Not all primer pairs are 100% efficient! If you have experimentally calculated the efficiency for your primers, you can use the experimentally calculated value in place of the 2. Since the primers for the hosuekeeping gene and genes of interest can have different efficiences, it’s best to calculate the cDNA concentration in arbitrary units for each gene and sample, and then calculate the differences relative to the housekeeping gene and the control.

We can now plot the relative concentration.
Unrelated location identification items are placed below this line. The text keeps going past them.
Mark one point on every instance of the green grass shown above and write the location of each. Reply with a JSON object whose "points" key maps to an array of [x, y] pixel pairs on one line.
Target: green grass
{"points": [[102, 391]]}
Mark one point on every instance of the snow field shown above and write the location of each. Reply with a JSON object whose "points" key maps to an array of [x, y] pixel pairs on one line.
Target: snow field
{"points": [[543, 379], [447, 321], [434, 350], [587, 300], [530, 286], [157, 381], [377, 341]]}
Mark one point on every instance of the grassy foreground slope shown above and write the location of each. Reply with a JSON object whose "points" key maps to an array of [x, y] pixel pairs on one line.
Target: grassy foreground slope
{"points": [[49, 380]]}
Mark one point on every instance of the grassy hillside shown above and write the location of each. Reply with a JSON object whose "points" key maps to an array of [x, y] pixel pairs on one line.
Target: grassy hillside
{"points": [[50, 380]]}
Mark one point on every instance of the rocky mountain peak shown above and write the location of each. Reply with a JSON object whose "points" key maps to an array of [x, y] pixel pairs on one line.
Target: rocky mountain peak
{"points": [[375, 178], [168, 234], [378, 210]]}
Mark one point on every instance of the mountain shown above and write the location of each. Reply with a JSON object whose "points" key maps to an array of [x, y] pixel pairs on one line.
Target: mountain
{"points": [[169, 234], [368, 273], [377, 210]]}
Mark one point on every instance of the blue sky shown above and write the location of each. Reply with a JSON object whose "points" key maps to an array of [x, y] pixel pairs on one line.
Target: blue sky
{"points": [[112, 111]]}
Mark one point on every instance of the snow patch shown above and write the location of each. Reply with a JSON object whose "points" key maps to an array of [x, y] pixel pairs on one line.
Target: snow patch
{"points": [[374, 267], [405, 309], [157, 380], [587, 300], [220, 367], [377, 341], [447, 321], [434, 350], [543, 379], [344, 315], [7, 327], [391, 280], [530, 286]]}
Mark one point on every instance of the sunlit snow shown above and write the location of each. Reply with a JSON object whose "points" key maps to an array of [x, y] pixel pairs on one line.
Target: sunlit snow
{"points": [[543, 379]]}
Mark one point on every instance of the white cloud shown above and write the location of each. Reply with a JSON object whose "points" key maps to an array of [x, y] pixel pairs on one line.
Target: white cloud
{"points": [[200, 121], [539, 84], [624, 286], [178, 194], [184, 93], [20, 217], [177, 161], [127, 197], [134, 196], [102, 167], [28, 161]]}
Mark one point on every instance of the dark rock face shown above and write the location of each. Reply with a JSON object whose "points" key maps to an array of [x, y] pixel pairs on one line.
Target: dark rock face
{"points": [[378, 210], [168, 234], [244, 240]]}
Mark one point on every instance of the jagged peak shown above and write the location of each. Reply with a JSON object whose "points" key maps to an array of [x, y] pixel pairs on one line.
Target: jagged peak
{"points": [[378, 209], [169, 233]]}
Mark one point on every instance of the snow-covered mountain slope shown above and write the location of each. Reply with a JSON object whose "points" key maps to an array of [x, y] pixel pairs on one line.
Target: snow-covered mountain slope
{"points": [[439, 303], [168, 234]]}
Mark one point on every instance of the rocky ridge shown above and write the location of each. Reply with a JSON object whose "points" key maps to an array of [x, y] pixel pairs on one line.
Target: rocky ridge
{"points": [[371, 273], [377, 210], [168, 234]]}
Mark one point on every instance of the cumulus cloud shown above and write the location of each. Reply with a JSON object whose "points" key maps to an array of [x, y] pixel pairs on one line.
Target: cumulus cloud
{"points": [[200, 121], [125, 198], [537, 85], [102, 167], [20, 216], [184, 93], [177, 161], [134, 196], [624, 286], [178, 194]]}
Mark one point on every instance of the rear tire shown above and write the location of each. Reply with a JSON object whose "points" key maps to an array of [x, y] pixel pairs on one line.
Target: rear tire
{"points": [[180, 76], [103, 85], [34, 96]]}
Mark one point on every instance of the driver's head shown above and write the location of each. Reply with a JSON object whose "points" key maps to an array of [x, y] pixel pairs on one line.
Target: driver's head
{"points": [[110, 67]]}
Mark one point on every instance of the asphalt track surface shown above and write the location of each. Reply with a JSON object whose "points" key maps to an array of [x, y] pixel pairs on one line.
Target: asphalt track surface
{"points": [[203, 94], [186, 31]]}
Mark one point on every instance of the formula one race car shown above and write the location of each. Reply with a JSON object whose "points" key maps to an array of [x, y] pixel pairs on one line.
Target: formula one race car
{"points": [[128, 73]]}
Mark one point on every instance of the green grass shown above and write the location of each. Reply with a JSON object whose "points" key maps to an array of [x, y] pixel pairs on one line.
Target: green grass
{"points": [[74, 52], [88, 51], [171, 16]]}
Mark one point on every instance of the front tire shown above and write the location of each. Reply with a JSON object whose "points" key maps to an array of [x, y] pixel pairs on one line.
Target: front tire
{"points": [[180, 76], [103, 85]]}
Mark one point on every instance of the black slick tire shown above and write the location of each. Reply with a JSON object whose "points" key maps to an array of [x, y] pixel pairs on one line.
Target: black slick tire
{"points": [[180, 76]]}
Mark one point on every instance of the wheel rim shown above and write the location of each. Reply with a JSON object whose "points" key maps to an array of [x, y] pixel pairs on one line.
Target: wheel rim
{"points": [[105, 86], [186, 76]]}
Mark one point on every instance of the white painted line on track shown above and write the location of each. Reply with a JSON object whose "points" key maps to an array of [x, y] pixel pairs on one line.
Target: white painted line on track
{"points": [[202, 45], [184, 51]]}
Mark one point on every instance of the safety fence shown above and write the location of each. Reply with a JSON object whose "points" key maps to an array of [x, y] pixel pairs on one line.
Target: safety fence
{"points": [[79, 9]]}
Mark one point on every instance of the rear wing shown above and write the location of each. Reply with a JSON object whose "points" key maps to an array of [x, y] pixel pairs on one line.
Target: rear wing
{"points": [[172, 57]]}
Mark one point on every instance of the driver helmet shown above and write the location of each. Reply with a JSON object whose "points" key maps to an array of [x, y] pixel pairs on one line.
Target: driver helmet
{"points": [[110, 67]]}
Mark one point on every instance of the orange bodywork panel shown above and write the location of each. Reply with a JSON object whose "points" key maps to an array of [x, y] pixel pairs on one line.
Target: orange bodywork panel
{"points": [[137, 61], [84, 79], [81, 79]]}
ggplot(combined_data, aes(x = RNAi, y = rel_conc)) +
  geom_point() +
  scale_y_continuous(labels = scales::percent, limits = c(0, 1.3))

Challenge

Create a new column with the mean relative concentration for each sample. Plot the mean values as a bar graph, with the values for each biological replicate also plotted as points. When you have only a few replicates, it’s best practice to show the individual points rather than plotting a standard error or standard deviation.
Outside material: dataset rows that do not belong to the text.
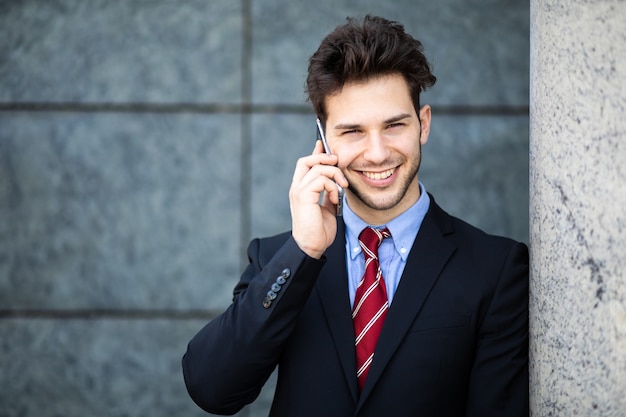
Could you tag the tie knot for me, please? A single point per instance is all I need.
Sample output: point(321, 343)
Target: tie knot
point(371, 238)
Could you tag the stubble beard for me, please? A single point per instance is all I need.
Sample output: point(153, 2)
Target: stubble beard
point(393, 200)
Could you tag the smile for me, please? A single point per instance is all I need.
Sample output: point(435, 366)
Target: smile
point(379, 175)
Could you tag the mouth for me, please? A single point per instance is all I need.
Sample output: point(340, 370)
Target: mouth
point(378, 176)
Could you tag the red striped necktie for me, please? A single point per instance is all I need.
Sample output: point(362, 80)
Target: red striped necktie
point(370, 302)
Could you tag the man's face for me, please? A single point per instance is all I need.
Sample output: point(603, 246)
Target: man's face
point(377, 135)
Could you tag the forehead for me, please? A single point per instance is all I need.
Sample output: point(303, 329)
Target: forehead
point(374, 98)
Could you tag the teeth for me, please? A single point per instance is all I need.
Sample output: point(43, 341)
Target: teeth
point(379, 175)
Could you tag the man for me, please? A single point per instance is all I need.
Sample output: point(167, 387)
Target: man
point(433, 322)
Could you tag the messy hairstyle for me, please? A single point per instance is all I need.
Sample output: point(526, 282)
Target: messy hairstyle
point(358, 51)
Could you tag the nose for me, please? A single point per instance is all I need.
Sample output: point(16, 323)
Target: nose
point(375, 148)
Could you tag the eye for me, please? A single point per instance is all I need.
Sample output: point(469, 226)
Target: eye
point(349, 132)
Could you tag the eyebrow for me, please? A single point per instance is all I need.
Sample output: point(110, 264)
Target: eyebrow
point(388, 121)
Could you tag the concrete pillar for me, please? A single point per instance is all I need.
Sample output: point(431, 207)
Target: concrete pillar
point(578, 208)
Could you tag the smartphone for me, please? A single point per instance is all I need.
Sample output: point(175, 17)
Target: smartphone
point(322, 137)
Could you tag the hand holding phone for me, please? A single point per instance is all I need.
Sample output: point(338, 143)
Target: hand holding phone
point(322, 137)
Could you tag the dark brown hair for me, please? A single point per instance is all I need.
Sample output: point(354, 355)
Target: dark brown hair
point(358, 51)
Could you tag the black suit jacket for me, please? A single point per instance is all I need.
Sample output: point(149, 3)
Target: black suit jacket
point(454, 343)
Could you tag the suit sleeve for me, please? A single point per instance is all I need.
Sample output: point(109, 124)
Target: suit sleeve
point(499, 378)
point(230, 359)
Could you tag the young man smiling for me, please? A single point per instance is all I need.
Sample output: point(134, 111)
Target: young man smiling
point(446, 318)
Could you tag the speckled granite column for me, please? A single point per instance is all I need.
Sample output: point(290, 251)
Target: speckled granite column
point(578, 208)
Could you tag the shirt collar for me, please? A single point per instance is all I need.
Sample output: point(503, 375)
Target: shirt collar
point(403, 228)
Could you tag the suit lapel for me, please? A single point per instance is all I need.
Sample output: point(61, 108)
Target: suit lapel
point(332, 286)
point(428, 256)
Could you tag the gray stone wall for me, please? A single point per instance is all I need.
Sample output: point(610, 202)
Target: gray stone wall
point(142, 144)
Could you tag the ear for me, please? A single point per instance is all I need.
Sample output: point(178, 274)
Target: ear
point(425, 122)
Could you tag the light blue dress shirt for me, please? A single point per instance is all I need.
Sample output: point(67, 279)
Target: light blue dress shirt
point(392, 253)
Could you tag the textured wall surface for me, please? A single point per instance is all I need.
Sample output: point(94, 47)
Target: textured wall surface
point(578, 208)
point(142, 144)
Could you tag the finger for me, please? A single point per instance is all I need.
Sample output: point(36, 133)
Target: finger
point(307, 163)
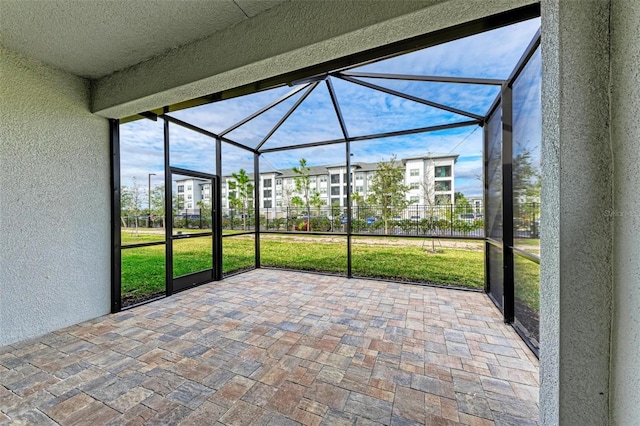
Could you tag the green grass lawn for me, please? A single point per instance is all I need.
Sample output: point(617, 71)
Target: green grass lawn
point(527, 282)
point(393, 258)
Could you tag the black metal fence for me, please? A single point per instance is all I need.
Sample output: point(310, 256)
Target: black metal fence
point(419, 220)
point(440, 220)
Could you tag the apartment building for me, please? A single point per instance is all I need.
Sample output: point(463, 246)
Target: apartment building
point(430, 180)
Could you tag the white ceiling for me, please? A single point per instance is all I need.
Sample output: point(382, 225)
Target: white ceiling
point(94, 38)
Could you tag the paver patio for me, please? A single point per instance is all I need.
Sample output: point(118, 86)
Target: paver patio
point(276, 348)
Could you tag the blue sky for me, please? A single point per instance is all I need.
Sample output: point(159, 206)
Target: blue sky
point(488, 55)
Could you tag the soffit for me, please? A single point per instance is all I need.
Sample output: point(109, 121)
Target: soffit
point(93, 39)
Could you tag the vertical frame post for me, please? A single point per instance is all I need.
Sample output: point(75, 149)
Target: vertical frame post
point(507, 202)
point(116, 242)
point(168, 212)
point(217, 215)
point(256, 206)
point(485, 200)
point(345, 133)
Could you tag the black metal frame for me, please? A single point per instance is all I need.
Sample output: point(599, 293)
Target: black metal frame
point(116, 240)
point(183, 282)
point(308, 80)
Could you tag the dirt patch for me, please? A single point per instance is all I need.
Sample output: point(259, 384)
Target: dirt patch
point(438, 243)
If you want, customise the axis labels, title, etc of your plot.

Solution

combined_data <- combined_data %>%
  group_by(RNAi) %>%
  mutate(mean_rel_conc = mean(rel_conc))

ggplot(combined_data, aes(x = primers.x, y = mean_rel_conc, fill = RNAi, group = RNAi)) +
  geom_col(position ="dodge") +
  geom_point(aes(y = rel_conc), position = position_dodge(width = 0.9)) +
  scale_y_continuous("Relative concentration", labels = scales::percent) +
  scale_fill_manual("", values = c("Control" = "grey", "RNAi1" = "lightblue", "RNAi2" = "steelblue4")) +
  scale_x_discrete("") +
  ggtitle("qPCR analysis of knockdown for Test") +
  theme_classic(base_size = 12)

Reproducibility

Biologists often have to analyse multiple similar datasets - for example, the same qPCR plate layout with different primers or different samples. Using R for analysis means that you can re-run an analysis on a new dataset much more quickly than by doing the calculations by hand each time.
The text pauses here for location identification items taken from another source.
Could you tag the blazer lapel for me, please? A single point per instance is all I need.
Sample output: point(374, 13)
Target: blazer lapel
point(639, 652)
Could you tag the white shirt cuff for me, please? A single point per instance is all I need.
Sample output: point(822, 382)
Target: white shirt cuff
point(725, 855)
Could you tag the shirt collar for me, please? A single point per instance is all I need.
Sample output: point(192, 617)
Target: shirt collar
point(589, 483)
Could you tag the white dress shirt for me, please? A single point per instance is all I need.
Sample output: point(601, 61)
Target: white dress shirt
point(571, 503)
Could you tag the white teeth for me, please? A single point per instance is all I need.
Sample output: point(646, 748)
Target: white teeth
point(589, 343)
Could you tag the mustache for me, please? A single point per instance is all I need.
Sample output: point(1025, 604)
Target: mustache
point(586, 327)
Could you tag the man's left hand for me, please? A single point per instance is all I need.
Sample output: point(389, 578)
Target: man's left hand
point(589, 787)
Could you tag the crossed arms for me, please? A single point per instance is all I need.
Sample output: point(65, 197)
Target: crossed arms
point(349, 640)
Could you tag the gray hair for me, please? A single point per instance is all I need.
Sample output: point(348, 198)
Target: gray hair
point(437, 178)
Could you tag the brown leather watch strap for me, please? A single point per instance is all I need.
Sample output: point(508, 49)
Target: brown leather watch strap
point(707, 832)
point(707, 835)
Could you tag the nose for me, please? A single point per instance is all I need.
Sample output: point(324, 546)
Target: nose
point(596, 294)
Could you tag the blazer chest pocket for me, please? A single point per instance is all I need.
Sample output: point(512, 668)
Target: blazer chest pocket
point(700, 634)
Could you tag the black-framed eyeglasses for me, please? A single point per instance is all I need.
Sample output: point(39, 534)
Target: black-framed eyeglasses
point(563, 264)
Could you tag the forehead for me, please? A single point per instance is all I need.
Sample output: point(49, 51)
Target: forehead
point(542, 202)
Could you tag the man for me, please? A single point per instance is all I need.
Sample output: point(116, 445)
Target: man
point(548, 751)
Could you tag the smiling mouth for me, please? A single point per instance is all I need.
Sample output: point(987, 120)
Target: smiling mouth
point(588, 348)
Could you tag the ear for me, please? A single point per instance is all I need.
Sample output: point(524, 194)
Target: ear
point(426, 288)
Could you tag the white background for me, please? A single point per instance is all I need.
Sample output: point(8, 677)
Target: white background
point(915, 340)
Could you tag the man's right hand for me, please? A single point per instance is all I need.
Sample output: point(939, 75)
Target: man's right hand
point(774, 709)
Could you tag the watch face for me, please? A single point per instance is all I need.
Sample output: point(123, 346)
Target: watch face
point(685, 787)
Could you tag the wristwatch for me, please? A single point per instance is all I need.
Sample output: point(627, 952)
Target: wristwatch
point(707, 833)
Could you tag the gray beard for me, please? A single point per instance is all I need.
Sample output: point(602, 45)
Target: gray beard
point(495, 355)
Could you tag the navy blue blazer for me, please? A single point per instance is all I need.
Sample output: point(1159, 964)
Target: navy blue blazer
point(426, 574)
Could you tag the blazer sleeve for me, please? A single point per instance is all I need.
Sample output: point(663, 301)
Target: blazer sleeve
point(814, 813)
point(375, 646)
Another advantage of using R for analysis is that you can use knitr/Rmarkdown to generate nicely-formatted html, pdf, or docx reports from your code. These can contain plots and tables of results, as well as your interpretation of the results and any notes.

Challenge

Create an Rmarkdown document that contains all the code needed to read in and analyse a qPCR dataset. You should also include a short introduction to the experiment, and your interpretation of the results.

Key Points

• There is a lot of data wrangling involved in data analysis!

• The group_by() and summarise() functions are useful for calculating means across groups of samples.

• The mutate() function can be used to store the results of calculations in a new column.

• Using R for analysis help make the analysis reproducible.